INSERT INTO summing_table_nested VALUES ('1', [101, 102], [201, 202], [1001, 1002], '2024-08-01 10:00:00');
INSERT INTO summing_table_nested VALUES ('2', [103, 104], [203, 204], [1003, 1004], '2024-08-01 10:00:00');
INSERT INTO summing_table_nested VALUES ('1', [105, 106], [205, 206], [1005, 1006], '2024-08-01 10:00:00');
INSERT INTO summing_table_nested VALUES ('2', [107, 108], [207, 208], [1007, 1008], '2024-08-02 10:00:00');
INSERT INTO summing_table_nested VALUES ('3', [109, 110], [209, 210], [1009, 1010], '2024-08-02 10:00:00');
INSERT INTO summing_table_nested VALUES ('4', [111, 112], [211, 212], [1011, 1012], '2024-08-02 10:00:00');

Can see we inserted 6 pieces of data, but only 4 pieces queried, also performed SUM processing.

Error Quick Reference

SymptomPossible CauseLocating MethodFix Action
Deduplication/aggregation not effectiveQuery without FINAL and background not mergedsystem.parts view active partsWait for merge/OPTIMIZE FINAL (off-peak)
Deduplication across months failedPartition split causingCheck PARTITION BY keyAdjust partition strategy/offline merge
Non-numeric column values “random”Summing keeps first row value causingReview structure & orderMove column out or change to dimension table
OPTIMIZE very slowLarge partition or high concurrencyView I/O and merge queueControl concurrency/refine partition/batch optimize

Rollback and Data Repair Script

-- 1) Recycle old partition after misoperation (example)
ALTER TABLE replace_table DETACH PARTITION 202408;
-- Export/fix then ATTACH
-- 2) Uniform rewrite: put details into clean table, then atomically switch
CREATE TABLE replace_table_fixed AS replace_table;
INSERT INTO replace_table_fixed SELECT * FROM replace_table FINAL; -- Get deduplicated details
EXCHANGE TABLES replace_table AND replace_table_fixed; -- Atomic table switch (new version supports)

FAQ

  • Does PRIMARY KEY participate in deduplication?
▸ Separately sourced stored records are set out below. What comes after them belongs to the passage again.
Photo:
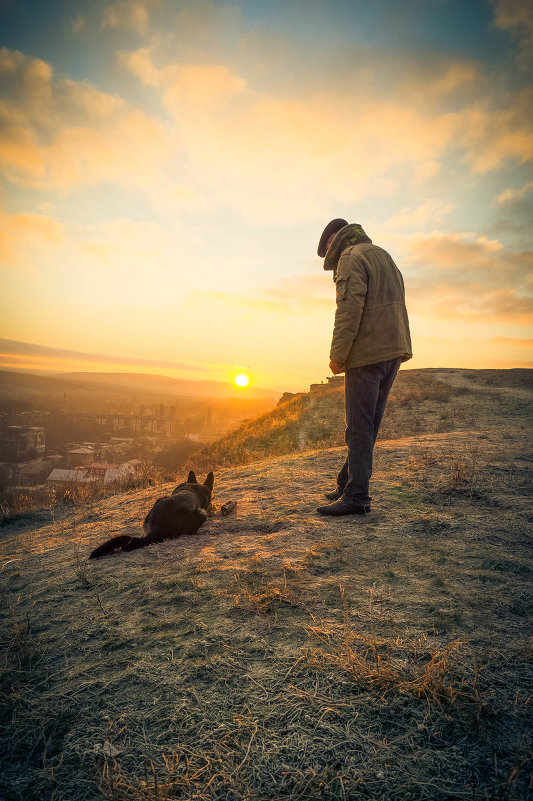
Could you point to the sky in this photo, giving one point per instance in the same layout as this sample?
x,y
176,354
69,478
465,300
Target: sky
x,y
167,168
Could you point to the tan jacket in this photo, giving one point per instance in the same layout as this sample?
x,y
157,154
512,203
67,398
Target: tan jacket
x,y
371,323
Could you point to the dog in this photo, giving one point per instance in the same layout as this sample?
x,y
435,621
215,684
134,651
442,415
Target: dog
x,y
173,516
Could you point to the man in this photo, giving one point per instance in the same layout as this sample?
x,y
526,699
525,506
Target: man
x,y
370,340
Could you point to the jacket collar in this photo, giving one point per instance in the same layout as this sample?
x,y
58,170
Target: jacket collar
x,y
347,237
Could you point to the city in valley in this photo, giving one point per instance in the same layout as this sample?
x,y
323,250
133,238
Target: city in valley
x,y
111,430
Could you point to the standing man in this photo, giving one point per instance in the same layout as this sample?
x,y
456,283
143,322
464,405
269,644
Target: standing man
x,y
370,340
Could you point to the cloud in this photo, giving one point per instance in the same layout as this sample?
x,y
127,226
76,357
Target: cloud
x,y
431,210
516,16
472,279
304,294
22,234
490,135
29,351
128,15
58,134
243,143
514,196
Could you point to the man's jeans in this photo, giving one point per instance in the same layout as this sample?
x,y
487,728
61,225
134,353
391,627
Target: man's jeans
x,y
366,390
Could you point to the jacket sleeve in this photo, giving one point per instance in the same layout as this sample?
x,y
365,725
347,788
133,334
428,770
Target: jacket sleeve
x,y
352,284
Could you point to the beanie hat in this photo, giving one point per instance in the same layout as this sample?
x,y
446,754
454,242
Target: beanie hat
x,y
330,229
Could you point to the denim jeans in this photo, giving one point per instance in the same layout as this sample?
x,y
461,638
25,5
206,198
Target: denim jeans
x,y
366,390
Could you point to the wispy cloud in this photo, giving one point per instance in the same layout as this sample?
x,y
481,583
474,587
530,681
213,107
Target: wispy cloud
x,y
50,358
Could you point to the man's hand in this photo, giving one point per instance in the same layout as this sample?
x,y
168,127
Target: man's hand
x,y
335,367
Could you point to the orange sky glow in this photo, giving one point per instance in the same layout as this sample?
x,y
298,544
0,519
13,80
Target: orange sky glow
x,y
167,169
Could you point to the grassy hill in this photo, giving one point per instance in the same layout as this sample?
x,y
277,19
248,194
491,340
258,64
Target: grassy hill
x,y
421,401
278,654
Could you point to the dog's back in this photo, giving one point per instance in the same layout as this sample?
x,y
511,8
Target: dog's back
x,y
177,515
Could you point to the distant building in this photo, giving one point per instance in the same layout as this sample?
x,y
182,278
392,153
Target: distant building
x,y
333,381
336,381
287,396
79,457
21,443
31,474
114,473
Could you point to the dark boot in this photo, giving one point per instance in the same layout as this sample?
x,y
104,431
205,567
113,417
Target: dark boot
x,y
343,507
335,495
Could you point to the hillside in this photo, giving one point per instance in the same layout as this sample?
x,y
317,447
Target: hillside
x,y
277,654
163,385
421,401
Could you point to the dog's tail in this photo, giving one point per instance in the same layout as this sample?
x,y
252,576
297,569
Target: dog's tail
x,y
121,543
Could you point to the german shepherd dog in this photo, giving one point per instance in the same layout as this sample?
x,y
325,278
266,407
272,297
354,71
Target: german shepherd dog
x,y
174,516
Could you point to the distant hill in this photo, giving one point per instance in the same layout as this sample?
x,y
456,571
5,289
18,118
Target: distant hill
x,y
424,401
20,385
163,385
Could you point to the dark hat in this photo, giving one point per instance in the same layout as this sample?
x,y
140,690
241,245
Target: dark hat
x,y
331,228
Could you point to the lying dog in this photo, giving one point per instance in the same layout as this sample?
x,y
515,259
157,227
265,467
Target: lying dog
x,y
174,516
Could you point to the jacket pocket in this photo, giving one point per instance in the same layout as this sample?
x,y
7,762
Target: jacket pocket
x,y
342,288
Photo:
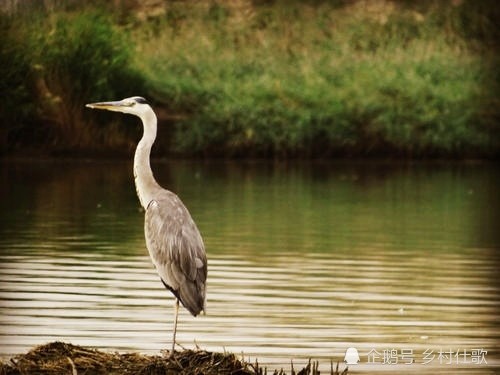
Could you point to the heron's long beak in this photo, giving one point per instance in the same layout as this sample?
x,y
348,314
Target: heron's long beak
x,y
110,106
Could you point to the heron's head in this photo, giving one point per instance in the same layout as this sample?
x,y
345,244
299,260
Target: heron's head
x,y
135,105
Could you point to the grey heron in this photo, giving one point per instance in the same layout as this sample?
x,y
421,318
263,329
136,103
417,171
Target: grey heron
x,y
172,237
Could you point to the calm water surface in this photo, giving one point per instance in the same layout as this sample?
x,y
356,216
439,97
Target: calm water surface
x,y
305,260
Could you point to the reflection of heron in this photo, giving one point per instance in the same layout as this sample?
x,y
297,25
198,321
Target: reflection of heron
x,y
172,238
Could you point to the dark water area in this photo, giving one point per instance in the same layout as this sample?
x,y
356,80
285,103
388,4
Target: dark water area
x,y
306,260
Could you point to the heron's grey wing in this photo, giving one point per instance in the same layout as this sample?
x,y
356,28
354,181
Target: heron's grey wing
x,y
177,250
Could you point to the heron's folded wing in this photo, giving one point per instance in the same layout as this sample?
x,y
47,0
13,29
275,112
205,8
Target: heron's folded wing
x,y
177,250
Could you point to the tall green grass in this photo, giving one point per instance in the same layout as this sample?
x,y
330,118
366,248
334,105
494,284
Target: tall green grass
x,y
372,78
54,63
281,78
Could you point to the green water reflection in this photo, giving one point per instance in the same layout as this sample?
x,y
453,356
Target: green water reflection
x,y
305,259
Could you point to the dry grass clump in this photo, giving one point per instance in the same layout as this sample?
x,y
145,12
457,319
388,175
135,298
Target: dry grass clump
x,y
62,358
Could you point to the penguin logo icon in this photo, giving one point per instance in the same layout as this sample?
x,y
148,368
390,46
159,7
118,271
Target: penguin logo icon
x,y
351,356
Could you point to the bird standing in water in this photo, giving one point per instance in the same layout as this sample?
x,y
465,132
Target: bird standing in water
x,y
172,238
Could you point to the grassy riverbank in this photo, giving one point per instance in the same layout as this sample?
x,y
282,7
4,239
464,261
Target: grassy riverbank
x,y
285,79
62,358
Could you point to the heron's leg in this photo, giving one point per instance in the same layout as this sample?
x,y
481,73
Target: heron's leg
x,y
175,324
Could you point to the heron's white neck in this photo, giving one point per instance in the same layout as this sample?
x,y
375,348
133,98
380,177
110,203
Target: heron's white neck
x,y
145,183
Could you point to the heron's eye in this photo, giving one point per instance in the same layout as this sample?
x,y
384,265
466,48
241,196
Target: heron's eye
x,y
141,100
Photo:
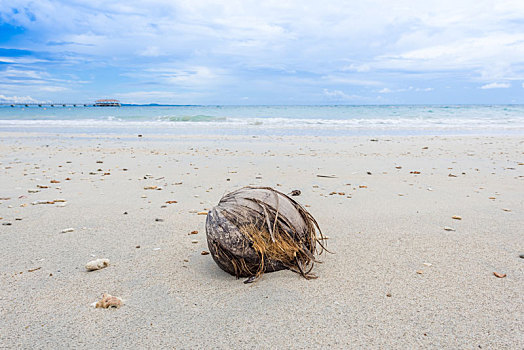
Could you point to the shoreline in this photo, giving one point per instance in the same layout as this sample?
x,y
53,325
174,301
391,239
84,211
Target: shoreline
x,y
368,294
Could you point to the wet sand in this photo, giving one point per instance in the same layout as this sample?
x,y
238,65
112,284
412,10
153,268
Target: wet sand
x,y
404,273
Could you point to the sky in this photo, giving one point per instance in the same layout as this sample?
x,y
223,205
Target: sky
x,y
263,52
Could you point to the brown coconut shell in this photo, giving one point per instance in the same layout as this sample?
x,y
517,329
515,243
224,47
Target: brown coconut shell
x,y
259,229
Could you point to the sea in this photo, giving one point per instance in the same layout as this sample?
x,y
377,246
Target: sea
x,y
339,120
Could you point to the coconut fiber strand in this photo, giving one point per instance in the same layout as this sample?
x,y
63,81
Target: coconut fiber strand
x,y
258,229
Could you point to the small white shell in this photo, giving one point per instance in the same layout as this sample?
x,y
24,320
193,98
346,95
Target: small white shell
x,y
97,264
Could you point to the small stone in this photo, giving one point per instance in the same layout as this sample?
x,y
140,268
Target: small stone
x,y
97,264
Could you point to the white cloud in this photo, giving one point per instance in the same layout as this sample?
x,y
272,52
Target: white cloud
x,y
160,96
339,95
496,86
204,45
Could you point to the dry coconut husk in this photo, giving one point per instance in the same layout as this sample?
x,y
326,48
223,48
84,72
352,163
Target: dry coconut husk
x,y
258,229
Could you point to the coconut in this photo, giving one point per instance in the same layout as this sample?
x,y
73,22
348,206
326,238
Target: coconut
x,y
259,229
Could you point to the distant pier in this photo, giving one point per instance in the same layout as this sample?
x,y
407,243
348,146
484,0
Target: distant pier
x,y
46,104
97,103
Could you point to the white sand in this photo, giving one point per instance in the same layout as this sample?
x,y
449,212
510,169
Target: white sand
x,y
381,237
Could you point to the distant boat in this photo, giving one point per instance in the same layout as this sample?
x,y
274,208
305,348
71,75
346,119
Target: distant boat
x,y
107,103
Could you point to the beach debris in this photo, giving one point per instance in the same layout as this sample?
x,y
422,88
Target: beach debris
x,y
42,202
259,229
108,302
327,176
97,264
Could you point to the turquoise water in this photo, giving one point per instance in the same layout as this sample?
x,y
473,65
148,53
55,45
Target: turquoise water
x,y
269,120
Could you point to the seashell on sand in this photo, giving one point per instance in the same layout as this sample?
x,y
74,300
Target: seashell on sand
x,y
109,302
97,264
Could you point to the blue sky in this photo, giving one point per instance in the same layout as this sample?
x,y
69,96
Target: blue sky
x,y
270,52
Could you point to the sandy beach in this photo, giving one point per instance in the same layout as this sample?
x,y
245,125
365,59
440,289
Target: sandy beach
x,y
403,274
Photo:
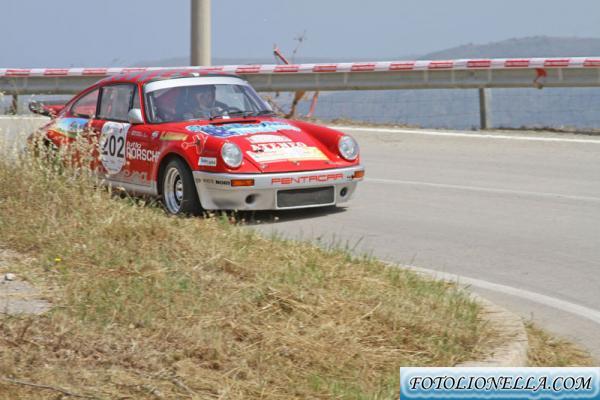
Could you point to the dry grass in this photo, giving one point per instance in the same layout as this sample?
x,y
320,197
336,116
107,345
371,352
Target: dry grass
x,y
546,350
150,306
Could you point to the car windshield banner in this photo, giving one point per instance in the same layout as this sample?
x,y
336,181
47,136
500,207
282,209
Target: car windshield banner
x,y
499,383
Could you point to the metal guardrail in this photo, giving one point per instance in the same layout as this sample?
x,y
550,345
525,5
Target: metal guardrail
x,y
451,74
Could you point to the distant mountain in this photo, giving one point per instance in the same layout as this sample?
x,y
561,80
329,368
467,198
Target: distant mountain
x,y
537,46
459,109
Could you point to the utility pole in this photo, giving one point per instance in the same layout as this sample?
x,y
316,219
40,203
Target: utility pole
x,y
200,37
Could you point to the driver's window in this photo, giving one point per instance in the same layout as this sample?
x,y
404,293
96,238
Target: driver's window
x,y
115,102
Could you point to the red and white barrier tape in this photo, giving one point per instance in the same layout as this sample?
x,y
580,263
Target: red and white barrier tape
x,y
379,66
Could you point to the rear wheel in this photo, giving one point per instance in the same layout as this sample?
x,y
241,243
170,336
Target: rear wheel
x,y
179,190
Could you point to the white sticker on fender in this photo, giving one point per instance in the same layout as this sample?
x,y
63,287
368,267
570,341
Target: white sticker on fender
x,y
113,144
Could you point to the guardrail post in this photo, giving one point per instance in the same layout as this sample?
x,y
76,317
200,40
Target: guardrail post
x,y
484,108
14,105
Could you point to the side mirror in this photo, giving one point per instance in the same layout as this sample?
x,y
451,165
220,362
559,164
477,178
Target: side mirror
x,y
135,116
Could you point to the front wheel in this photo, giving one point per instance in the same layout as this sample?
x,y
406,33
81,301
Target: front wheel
x,y
179,190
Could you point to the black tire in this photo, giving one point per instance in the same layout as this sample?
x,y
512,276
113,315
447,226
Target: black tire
x,y
178,189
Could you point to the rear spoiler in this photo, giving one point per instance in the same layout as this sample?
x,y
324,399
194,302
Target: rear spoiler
x,y
47,108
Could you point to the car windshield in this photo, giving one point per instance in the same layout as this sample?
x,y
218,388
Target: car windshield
x,y
188,99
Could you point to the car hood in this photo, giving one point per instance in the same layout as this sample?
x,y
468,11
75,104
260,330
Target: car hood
x,y
270,144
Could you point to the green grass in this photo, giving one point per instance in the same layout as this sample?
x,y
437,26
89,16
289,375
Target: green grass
x,y
151,306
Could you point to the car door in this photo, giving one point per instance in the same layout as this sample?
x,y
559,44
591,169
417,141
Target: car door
x,y
127,152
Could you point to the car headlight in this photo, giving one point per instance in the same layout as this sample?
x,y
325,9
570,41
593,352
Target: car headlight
x,y
348,148
232,155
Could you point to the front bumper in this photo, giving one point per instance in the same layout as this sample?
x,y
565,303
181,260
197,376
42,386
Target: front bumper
x,y
217,193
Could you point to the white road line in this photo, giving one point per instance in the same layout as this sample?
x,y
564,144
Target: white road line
x,y
484,189
467,135
572,308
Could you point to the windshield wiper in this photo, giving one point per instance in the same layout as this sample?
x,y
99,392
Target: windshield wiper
x,y
241,113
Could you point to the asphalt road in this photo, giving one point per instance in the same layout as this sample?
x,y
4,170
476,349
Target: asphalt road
x,y
515,215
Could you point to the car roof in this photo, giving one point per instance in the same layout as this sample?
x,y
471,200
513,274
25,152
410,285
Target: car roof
x,y
145,75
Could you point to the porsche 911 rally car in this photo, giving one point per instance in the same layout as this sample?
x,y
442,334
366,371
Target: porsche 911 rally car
x,y
202,141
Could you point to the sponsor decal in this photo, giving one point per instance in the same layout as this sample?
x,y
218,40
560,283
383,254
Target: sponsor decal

No. It only affects sparse index; deduplication/aggregation looks at ORDER BY.

  • Can deduplication/aggregation cross partitions? No, need offline layer merge or change partition strategy.

  • Why is FINAL very slow? It merges parts online; only for verification or small reports.

  • Is Summing safe for floating point? Regular addition may have precision errors; use Decimal for financial scenarios.

  • How to choose version column for Replacing? Use monotonically increasing timestamp/version number; don’t use non-monotonic fields.